Understaffing, understaffing, understaffing.

And in some cases, healthcare guidelines about cutting nails etc, as a nurse has already pointed out in that thread.

But I also know, via the numerous nurses I know well, that often a relative's complaints arise because staff are all busy trying to stop someone dying, or having a seizure or whatever, and the relative arrives, sees their loved one sitting in their own mess and 'kicks off'. Perfectly understandable - and totally the wrong end of the stick. If there are not enough staff to do everything, the urgent and life-threatening has to come first. The 'beef' is with the hospital board - but really with the Dept of Health that is forcing boards to cut costs, and therefore to cut staffing numbers.

This government squirms and contorts itself to avoid admitting that it is cutting staff numbers, but it is emphatically so.
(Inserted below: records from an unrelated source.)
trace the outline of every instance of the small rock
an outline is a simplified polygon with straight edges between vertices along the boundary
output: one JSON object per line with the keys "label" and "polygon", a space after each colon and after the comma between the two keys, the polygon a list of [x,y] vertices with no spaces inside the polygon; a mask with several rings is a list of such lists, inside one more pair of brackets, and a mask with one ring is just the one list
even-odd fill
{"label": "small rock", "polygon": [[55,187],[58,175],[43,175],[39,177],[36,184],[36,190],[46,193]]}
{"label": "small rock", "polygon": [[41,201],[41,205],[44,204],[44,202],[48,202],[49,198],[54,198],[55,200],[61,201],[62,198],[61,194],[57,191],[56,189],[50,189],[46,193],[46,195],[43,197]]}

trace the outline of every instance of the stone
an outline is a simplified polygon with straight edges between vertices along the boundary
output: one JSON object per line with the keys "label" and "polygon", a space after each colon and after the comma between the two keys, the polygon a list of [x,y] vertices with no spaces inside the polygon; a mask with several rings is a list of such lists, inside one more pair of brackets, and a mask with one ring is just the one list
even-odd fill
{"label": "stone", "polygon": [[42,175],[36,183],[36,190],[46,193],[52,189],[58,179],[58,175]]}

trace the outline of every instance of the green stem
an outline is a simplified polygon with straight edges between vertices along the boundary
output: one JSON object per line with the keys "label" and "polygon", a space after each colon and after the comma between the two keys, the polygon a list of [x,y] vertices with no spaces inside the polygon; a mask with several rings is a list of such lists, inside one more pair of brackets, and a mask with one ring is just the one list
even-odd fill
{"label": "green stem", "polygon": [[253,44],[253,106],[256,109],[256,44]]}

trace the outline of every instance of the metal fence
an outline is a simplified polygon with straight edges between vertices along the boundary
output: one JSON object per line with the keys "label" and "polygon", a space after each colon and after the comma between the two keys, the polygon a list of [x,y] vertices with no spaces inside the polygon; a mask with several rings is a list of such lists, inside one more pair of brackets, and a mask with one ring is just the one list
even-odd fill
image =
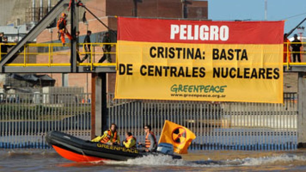
{"label": "metal fence", "polygon": [[86,93],[0,93],[0,148],[49,148],[45,136],[52,130],[90,139],[91,98]]}
{"label": "metal fence", "polygon": [[185,126],[197,136],[189,148],[243,150],[295,149],[296,93],[284,93],[282,104],[114,100],[109,97],[108,123],[120,135],[129,131],[144,140],[150,124],[159,138],[165,120]]}
{"label": "metal fence", "polygon": [[[167,120],[195,133],[192,149],[296,148],[295,93],[284,93],[282,104],[115,100],[113,94],[107,97],[107,126],[116,123],[122,139],[131,131],[144,140],[147,124],[158,139]],[[45,136],[51,130],[90,139],[91,98],[87,93],[0,94],[0,148],[49,148]]]}

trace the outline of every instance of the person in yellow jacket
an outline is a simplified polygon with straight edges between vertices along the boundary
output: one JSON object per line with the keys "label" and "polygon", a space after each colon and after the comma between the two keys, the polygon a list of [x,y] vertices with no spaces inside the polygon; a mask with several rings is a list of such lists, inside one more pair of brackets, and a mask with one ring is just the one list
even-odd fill
{"label": "person in yellow jacket", "polygon": [[123,141],[123,145],[127,148],[136,148],[136,138],[132,135],[131,132],[125,133],[125,140]]}
{"label": "person in yellow jacket", "polygon": [[98,136],[91,140],[92,142],[100,142],[101,143],[117,145],[120,144],[120,138],[117,132],[117,126],[112,124],[110,129],[104,131],[102,136]]}

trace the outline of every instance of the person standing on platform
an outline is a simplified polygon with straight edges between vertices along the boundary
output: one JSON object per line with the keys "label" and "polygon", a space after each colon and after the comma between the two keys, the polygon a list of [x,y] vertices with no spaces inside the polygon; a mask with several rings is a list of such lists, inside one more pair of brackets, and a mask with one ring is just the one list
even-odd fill
{"label": "person standing on platform", "polygon": [[291,42],[291,47],[292,47],[292,57],[293,62],[295,62],[295,57],[297,56],[298,61],[301,62],[301,47],[302,44],[301,41],[298,39],[298,35],[295,34],[293,36],[294,40]]}

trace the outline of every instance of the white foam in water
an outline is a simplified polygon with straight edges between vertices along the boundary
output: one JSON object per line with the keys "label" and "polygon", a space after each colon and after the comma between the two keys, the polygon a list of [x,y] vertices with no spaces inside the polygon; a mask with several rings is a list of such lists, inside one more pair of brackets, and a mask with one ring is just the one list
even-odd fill
{"label": "white foam in water", "polygon": [[296,155],[283,154],[275,157],[246,158],[242,160],[242,164],[246,165],[258,165],[272,164],[277,162],[287,162],[295,161],[306,161],[306,157]]}
{"label": "white foam in water", "polygon": [[277,162],[284,163],[295,161],[306,161],[306,157],[295,155],[283,154],[279,156],[259,158],[246,158],[242,159],[214,161],[208,158],[208,160],[189,161],[183,160],[173,159],[167,155],[149,155],[142,158],[129,160],[126,161],[105,161],[106,164],[125,165],[152,166],[184,166],[190,167],[212,167],[233,166],[235,165],[255,166],[273,164]]}
{"label": "white foam in water", "polygon": [[186,162],[183,160],[174,160],[168,155],[150,155],[141,158],[131,159],[126,161],[105,161],[107,164],[121,164],[129,165],[183,165]]}

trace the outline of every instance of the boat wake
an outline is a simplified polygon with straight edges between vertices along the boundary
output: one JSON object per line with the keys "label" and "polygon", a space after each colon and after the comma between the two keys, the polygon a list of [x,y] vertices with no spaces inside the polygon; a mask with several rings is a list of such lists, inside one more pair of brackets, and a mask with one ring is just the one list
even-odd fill
{"label": "boat wake", "polygon": [[247,157],[233,160],[214,161],[208,159],[196,161],[172,159],[170,156],[149,155],[142,158],[129,160],[124,161],[105,161],[106,164],[155,166],[178,166],[200,167],[214,166],[256,166],[276,164],[283,164],[299,162],[306,162],[306,157],[284,154],[272,157],[257,158]]}

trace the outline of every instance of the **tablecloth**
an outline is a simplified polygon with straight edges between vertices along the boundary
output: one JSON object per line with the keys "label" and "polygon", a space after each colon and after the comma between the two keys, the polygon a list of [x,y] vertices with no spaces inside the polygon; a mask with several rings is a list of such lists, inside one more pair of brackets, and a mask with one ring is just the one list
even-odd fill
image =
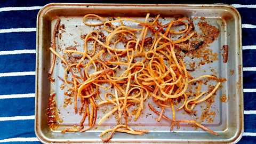
{"label": "tablecloth", "polygon": [[34,132],[36,17],[53,2],[224,3],[242,17],[244,133],[240,143],[256,142],[256,1],[0,0],[0,142],[39,143]]}

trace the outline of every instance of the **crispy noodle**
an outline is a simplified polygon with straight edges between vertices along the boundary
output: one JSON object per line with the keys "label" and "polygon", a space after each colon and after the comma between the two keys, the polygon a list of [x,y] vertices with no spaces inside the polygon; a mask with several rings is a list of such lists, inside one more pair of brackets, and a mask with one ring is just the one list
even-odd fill
{"label": "crispy noodle", "polygon": [[[219,135],[195,119],[178,119],[175,115],[177,111],[182,109],[188,113],[194,113],[196,105],[205,101],[214,95],[221,83],[225,81],[219,81],[216,76],[210,75],[193,78],[186,69],[182,59],[177,57],[175,52],[177,46],[188,46],[189,45],[183,42],[195,34],[193,21],[187,18],[181,18],[164,24],[158,21],[159,15],[154,20],[149,20],[149,14],[147,14],[144,21],[119,17],[108,20],[94,14],[85,15],[83,19],[85,25],[102,26],[108,35],[106,41],[101,41],[99,31],[93,30],[87,34],[84,39],[83,51],[62,51],[64,54],[82,55],[76,63],[68,62],[64,55],[61,55],[57,51],[55,45],[50,48],[55,55],[54,57],[60,58],[66,66],[61,79],[75,94],[75,113],[79,111],[80,115],[83,115],[79,126],[67,127],[62,132],[82,132],[91,129],[96,123],[97,113],[100,113],[98,111],[99,108],[111,105],[112,109],[99,119],[98,125],[102,124],[113,115],[117,115],[119,119],[124,118],[124,122],[120,121],[119,124],[114,127],[104,131],[100,134],[103,141],[109,141],[116,132],[143,134],[148,131],[130,127],[128,125],[128,119],[132,117],[131,108],[137,106],[135,114],[133,115],[135,117],[134,121],[137,121],[147,106],[145,105],[145,102],[152,96],[154,102],[161,108],[161,111],[158,111],[153,105],[148,104],[148,107],[158,116],[157,121],[161,121],[162,118],[170,121],[171,130],[174,124],[185,123],[193,124],[214,135]],[[101,22],[90,23],[89,18],[97,19]],[[125,26],[124,21],[137,23],[138,28]],[[113,24],[118,22],[119,26]],[[186,28],[177,31],[172,29],[177,25],[182,25]],[[154,36],[146,37],[149,33],[152,33],[151,35]],[[181,35],[181,36],[172,40],[173,35]],[[90,42],[93,43],[92,52],[88,51]],[[124,44],[124,45],[119,47],[117,46],[118,43]],[[54,62],[55,60],[53,61],[53,65]],[[121,66],[125,68],[120,70]],[[50,71],[51,73],[52,68],[53,66]],[[75,73],[74,70],[79,73]],[[67,74],[67,72],[71,73],[71,77]],[[202,92],[203,79],[215,81],[217,84],[209,92]],[[188,99],[188,97],[193,94],[188,92],[188,87],[195,83],[198,85],[195,97]],[[109,86],[106,87],[104,84],[108,84]],[[99,94],[100,88],[113,91],[106,92],[103,97]],[[77,108],[77,99],[81,99],[79,108]],[[174,104],[174,101],[178,99],[182,100],[178,107]],[[171,109],[172,118],[164,114],[166,108]],[[88,127],[84,127],[83,124],[86,117]],[[105,138],[107,133],[110,134]]]}

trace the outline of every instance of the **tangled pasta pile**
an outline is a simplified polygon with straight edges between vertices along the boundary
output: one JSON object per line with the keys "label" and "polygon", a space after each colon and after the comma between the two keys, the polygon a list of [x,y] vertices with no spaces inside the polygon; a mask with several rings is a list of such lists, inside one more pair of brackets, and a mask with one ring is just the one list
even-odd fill
{"label": "tangled pasta pile", "polygon": [[[100,118],[98,125],[100,125],[114,114],[120,121],[115,127],[101,134],[101,139],[105,141],[109,141],[115,132],[138,135],[148,132],[146,130],[134,130],[128,126],[129,119],[133,115],[131,109],[134,107],[137,108],[134,121],[137,121],[145,107],[148,106],[158,116],[158,121],[162,118],[169,121],[171,129],[175,124],[192,123],[218,135],[196,120],[177,119],[175,112],[183,109],[188,113],[194,113],[196,105],[210,98],[225,79],[210,75],[193,77],[182,59],[178,58],[174,51],[179,47],[190,46],[187,42],[195,34],[193,21],[188,18],[181,18],[164,24],[158,21],[159,17],[159,15],[149,20],[149,14],[147,14],[144,21],[120,18],[108,20],[98,15],[87,14],[83,19],[85,25],[102,26],[108,35],[105,36],[98,30],[92,30],[86,35],[83,51],[65,50],[62,51],[63,55],[57,52],[56,32],[53,33],[53,44],[50,48],[53,53],[53,59],[49,75],[52,73],[57,56],[66,67],[63,78],[59,78],[74,93],[75,113],[83,116],[79,126],[65,129],[62,132],[90,130],[96,123],[97,113],[101,113],[98,111],[99,108],[109,105],[113,108]],[[97,19],[101,22],[90,23],[89,19]],[[124,21],[137,23],[138,27],[126,26]],[[57,20],[55,28],[59,22],[60,20]],[[116,26],[114,23],[119,25]],[[173,27],[177,26],[183,26],[185,28],[175,31]],[[148,35],[152,36],[147,37]],[[179,38],[173,39],[172,37],[174,35],[179,36]],[[92,49],[89,50],[89,47]],[[76,55],[77,62],[68,61],[65,57],[68,54]],[[203,79],[215,81],[217,85],[210,91],[202,92]],[[188,87],[195,83],[198,86],[196,94],[193,95],[188,92]],[[112,90],[113,92],[106,92],[102,95],[100,89]],[[195,97],[189,99],[190,95]],[[77,107],[78,99],[82,103],[79,107]],[[161,111],[150,103],[145,105],[149,99],[152,99],[161,108]],[[182,100],[179,107],[174,104],[177,99]],[[172,118],[164,115],[166,108],[171,109]],[[85,127],[84,123],[86,117],[88,126]],[[104,137],[107,133],[110,134]]]}

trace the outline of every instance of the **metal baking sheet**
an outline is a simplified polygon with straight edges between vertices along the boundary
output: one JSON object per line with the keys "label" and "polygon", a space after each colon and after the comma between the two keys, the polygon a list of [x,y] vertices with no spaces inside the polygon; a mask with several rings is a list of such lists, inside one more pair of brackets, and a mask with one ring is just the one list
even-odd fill
{"label": "metal baking sheet", "polygon": [[[93,29],[83,23],[82,18],[84,15],[94,13],[107,19],[120,17],[143,20],[147,13],[153,15],[160,14],[161,17],[164,17],[163,20],[166,21],[178,17],[196,17],[198,19],[194,20],[196,29],[198,29],[196,24],[201,20],[200,18],[203,17],[204,21],[220,30],[218,38],[209,47],[213,53],[218,54],[218,60],[201,66],[197,71],[191,74],[194,77],[204,74],[215,74],[227,80],[222,84],[222,88],[218,91],[215,102],[211,106],[211,110],[215,113],[214,121],[211,123],[206,121],[202,123],[220,135],[213,135],[188,124],[175,126],[174,131],[171,132],[169,122],[162,119],[158,123],[155,121],[157,116],[154,113],[151,112],[151,115],[147,116],[147,113],[145,112],[137,121],[132,121],[129,124],[134,127],[149,130],[148,134],[133,135],[116,133],[109,142],[223,143],[235,143],[239,140],[243,132],[241,24],[239,14],[235,8],[227,5],[53,3],[44,6],[37,17],[35,132],[41,142],[101,143],[103,142],[99,137],[101,132],[116,123],[115,118],[110,117],[102,125],[96,125],[86,132],[60,132],[64,127],[78,124],[82,116],[74,115],[72,105],[63,106],[65,90],[59,88],[63,83],[56,78],[57,76],[63,75],[63,70],[58,58],[57,63],[59,64],[56,65],[53,74],[55,82],[52,83],[47,78],[52,55],[49,48],[51,46],[56,18],[60,18],[61,24],[65,25],[65,32],[61,33],[61,39],[57,39],[57,49],[76,45],[77,49],[82,50],[83,42],[81,36]],[[126,24],[134,25],[132,23]],[[222,62],[221,49],[226,44],[229,49],[228,62],[225,63]],[[54,130],[48,127],[46,115],[49,95],[52,92],[56,93],[59,117],[63,120],[59,123],[58,129]],[[220,100],[223,95],[226,95],[228,99],[226,102]],[[98,111],[99,117],[102,114],[100,114],[100,109]],[[197,107],[197,110],[202,110],[199,106]],[[145,111],[150,111],[150,110],[148,108]],[[177,118],[179,118],[191,119],[191,116],[177,113]]]}

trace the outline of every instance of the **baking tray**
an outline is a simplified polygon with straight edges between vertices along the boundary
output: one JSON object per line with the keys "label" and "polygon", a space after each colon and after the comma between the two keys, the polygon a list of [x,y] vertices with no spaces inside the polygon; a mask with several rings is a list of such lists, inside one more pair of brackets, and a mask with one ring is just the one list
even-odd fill
{"label": "baking tray", "polygon": [[[218,39],[209,47],[213,52],[218,53],[218,60],[204,65],[199,71],[192,74],[193,76],[196,77],[211,72],[210,74],[213,73],[218,77],[225,77],[227,80],[222,84],[222,88],[217,92],[215,102],[211,108],[216,114],[213,122],[202,123],[219,133],[220,136],[213,135],[188,124],[175,126],[174,131],[171,132],[170,123],[164,120],[160,123],[156,122],[155,119],[156,115],[151,113],[150,117],[142,115],[137,122],[130,123],[132,126],[136,128],[149,130],[148,134],[133,135],[116,133],[109,142],[223,143],[235,143],[240,139],[244,127],[242,53],[241,17],[236,9],[228,5],[216,4],[52,3],[45,5],[40,10],[37,21],[35,129],[36,134],[41,142],[101,143],[103,142],[100,139],[100,134],[103,130],[109,129],[110,126],[115,125],[115,122],[114,119],[109,118],[102,125],[97,125],[94,129],[86,132],[60,132],[60,130],[64,127],[78,123],[81,116],[79,115],[73,116],[71,105],[63,107],[63,98],[61,96],[63,91],[59,88],[62,82],[55,78],[55,82],[52,83],[47,78],[52,58],[49,48],[51,46],[51,38],[56,18],[60,18],[61,24],[65,25],[66,31],[62,34],[61,40],[57,39],[57,45],[64,48],[76,44],[78,47],[82,47],[83,41],[80,38],[81,35],[86,34],[92,29],[83,23],[82,18],[85,14],[94,13],[110,18],[125,17],[143,19],[147,13],[151,15],[160,14],[167,20],[179,17],[198,18],[194,19],[194,23],[200,20],[199,18],[203,17],[205,21],[220,30]],[[223,45],[228,45],[229,47],[227,63],[222,62],[221,47]],[[57,63],[60,63],[60,61],[57,58]],[[57,65],[54,68],[53,76],[55,78],[63,73],[61,66]],[[56,93],[59,116],[63,120],[62,123],[59,123],[60,126],[54,130],[49,128],[46,115],[49,95],[53,92]],[[226,102],[219,100],[223,95],[228,98]],[[100,114],[99,115],[100,116]],[[187,117],[185,116],[185,118]]]}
In Mid Staffs' case the cutting was down to trying to achieve and then to maintain FT status, but the effect was the same.
Do you actually have any 1st hand experience of what happened, or are all your 'facts' based upon press reports/what other people have told other people etc?
 

skwalker1964

Active Member
Do you actually have any 1st hand experience of what happened, or are all your 'facts' based upon press reports/what other people have told other people etc?

If you've read the article you'll know exactly where my facts (no quotation marks) come from - the witness transcripts and other documents of the Francis inquiries.